Aromasüß » Antwort #191 am:

Hallo Azubi,

wenn Cydorian sagt, das die Mme. Verté auf Kies gedeiht, dann kannst Du Dich darauf verlassen.

Mit Quitte auf trockenem Sand habe ich schlechte Erfahrungen gemacht (und auch Gisela-5 würde ich nicht nehmen, aber das ist eine andere Diskussion).
Bei Dir ist es ja gar nicht so trocken, schreibst Du, und hast Deine Entscheidung bereits getroffen. Bleibe dabei:
Azubi hat geschrieben: 19. Sep 2022, 21:58Ca. 40cm mittelmäßiger Sandboden. Darunter Schutt.
Den Birnbaum würde ich an eine Stelle setzen, wo es generell etwas feuchter ist.
Ich werde also eine Baumschule suchen, die auf BA29 veredelt.


Anekdote:
Auf Bauschutt steht auch der Hausgarten meiner Eltern (in den 1960ern gebaut: Bau-Abfall großflächig vergraben und etwas Mutterboden drüber...).
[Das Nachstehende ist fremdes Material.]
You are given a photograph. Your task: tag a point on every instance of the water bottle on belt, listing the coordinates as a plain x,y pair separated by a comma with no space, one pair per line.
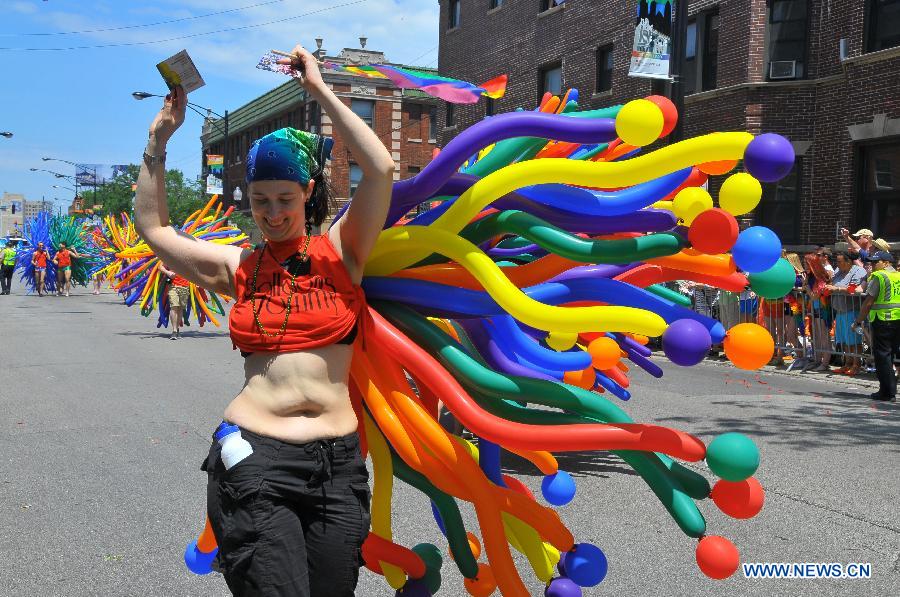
234,447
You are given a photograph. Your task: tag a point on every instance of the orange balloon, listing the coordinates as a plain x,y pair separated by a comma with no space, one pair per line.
717,557
482,585
716,168
604,353
739,499
749,346
584,379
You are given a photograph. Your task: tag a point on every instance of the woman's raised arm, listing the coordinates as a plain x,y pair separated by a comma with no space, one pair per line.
206,264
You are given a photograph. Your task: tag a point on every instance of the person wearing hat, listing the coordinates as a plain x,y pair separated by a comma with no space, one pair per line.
862,246
882,308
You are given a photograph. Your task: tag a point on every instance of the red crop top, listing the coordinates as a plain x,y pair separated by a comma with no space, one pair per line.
324,309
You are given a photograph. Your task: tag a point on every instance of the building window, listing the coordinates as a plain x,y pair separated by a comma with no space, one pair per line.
355,178
882,25
711,51
453,16
604,68
551,79
365,109
451,115
787,39
548,4
779,209
879,206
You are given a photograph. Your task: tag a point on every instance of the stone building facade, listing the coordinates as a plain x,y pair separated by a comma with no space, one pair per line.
404,120
824,74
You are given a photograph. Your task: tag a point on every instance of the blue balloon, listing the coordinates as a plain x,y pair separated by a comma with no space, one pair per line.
562,587
197,561
558,489
586,565
756,250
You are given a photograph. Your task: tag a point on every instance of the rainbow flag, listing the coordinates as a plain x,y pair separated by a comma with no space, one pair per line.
451,90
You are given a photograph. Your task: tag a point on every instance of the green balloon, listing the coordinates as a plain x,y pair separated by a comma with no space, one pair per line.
775,282
732,456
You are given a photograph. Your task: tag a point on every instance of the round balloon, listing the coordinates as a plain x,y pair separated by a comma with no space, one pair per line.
749,346
639,122
775,282
586,565
756,250
690,202
686,342
559,488
740,194
739,499
714,231
732,456
769,157
717,557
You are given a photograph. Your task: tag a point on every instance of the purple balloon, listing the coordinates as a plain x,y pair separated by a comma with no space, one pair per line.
562,587
769,157
686,342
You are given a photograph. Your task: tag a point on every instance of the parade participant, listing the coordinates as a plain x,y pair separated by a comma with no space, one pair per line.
298,306
63,262
178,299
8,267
39,261
882,308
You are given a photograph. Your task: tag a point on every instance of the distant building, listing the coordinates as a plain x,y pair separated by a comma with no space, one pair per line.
824,74
404,120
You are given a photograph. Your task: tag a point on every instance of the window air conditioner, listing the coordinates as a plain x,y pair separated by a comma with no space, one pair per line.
783,69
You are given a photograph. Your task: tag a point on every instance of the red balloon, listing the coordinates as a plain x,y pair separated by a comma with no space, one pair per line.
670,114
717,557
739,499
714,231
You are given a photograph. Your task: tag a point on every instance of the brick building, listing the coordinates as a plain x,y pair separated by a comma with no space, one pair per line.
824,74
403,119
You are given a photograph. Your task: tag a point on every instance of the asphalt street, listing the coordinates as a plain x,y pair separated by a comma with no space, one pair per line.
104,423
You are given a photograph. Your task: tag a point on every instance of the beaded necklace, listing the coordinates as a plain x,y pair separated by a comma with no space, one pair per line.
287,311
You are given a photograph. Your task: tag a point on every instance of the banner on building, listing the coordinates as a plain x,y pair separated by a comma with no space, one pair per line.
214,185
652,47
215,163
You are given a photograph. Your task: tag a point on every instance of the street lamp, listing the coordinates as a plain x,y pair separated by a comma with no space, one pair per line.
142,95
Als dann in der Straße die Rohre neu gelegt wurden, hat mein Vater die Bauarbeiter gebeten, ob sie ihm mit ihrer Rohrbaumaschine ein großes Loch in den Bauschutt bohren können. Den Abzug von der Mittagspause wolle er gern vergüten. Seitdem wächst in diesem Pflanzloch ein edler Apfelbaum.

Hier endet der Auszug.